Faith & the common good
Clearly I am not advocating a business should be run according to a set of particular religious practices. However, sometimes people speak as if there was a special creed which applies to business and which must be accepted as a sort of unquestionable dogma. Basically it's along the lines that business simply exists to make as much profit for the owners (shareholders in a company) as possible. But, as was pointed out at the Magdalene dinner, in reality this is not how we behave. Drugs smuggling and arms trafficking are very profitable but we do not hold them out as models to be imitated.
A business is made up of a complex web of many stakeholders – employees, managers, owners, suppliers, customers etc. Each of these is composed of individuals who will ultimately act according to their own values and beliefs. It is here that different Faiths can inform an individuals' own conscience. And when I refer to Faiths, I mean this in the widest sense including philosophical and humanistic thought not just religions in the narrow sense.
At the dinner we heard about Catholic Social Teaching, Aristotelean virtue ethics, Hebrew teaching – particularly on repentance and forgiveness – and how Islam starts from the belief we are all one family created by God.
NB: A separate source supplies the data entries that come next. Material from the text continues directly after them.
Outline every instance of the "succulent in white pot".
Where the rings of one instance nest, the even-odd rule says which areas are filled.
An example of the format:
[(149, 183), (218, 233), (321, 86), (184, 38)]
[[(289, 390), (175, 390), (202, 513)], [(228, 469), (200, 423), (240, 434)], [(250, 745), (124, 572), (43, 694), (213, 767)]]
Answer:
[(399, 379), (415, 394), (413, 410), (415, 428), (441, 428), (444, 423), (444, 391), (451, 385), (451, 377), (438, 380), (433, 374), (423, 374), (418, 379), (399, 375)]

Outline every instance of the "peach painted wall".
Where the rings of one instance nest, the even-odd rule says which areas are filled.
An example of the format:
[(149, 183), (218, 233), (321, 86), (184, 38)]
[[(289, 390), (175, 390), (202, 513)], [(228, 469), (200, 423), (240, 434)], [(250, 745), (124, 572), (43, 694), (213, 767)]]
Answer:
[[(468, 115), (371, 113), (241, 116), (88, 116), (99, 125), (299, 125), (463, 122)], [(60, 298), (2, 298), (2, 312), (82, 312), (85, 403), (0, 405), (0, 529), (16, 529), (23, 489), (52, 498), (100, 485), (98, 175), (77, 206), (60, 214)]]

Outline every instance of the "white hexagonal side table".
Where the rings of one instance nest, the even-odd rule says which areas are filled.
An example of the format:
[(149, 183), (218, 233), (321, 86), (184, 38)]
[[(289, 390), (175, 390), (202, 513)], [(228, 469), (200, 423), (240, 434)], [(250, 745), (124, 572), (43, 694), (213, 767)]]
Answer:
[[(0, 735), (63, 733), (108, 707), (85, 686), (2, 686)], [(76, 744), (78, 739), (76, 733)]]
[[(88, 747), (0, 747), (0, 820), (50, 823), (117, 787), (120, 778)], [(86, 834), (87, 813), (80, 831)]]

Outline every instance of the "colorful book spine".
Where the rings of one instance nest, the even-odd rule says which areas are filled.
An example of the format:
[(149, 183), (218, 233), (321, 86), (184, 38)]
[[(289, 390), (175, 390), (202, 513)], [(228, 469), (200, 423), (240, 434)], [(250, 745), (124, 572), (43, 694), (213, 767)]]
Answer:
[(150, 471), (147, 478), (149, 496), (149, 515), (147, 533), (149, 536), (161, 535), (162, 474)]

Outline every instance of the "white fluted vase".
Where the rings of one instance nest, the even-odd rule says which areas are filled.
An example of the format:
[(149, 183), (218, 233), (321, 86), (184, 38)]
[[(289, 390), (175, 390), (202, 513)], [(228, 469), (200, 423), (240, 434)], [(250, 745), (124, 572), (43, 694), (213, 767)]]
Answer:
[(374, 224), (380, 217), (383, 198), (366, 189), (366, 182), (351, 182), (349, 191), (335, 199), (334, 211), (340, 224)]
Because they are drawn from centuries of wisdom and human experience these Faiths can help create a vision of the common good we can all recognise. There are now a number of initiatives, such as Blueprint for Better Business, exploring how such traditions can assist business.
Clearly Faith exists in business but is often under the surface. This poses a final question. If people act according to deeply held beliefs, and if trustworthiness involves being transparent, wouldn't faith in business be helped if we were more open about Faith in business?
Chris Morgan is Head of Tax Policy at KPMG and one of the supporters of the "Responsible Tax for the Common Good" project. Views expressed in his articles are his own.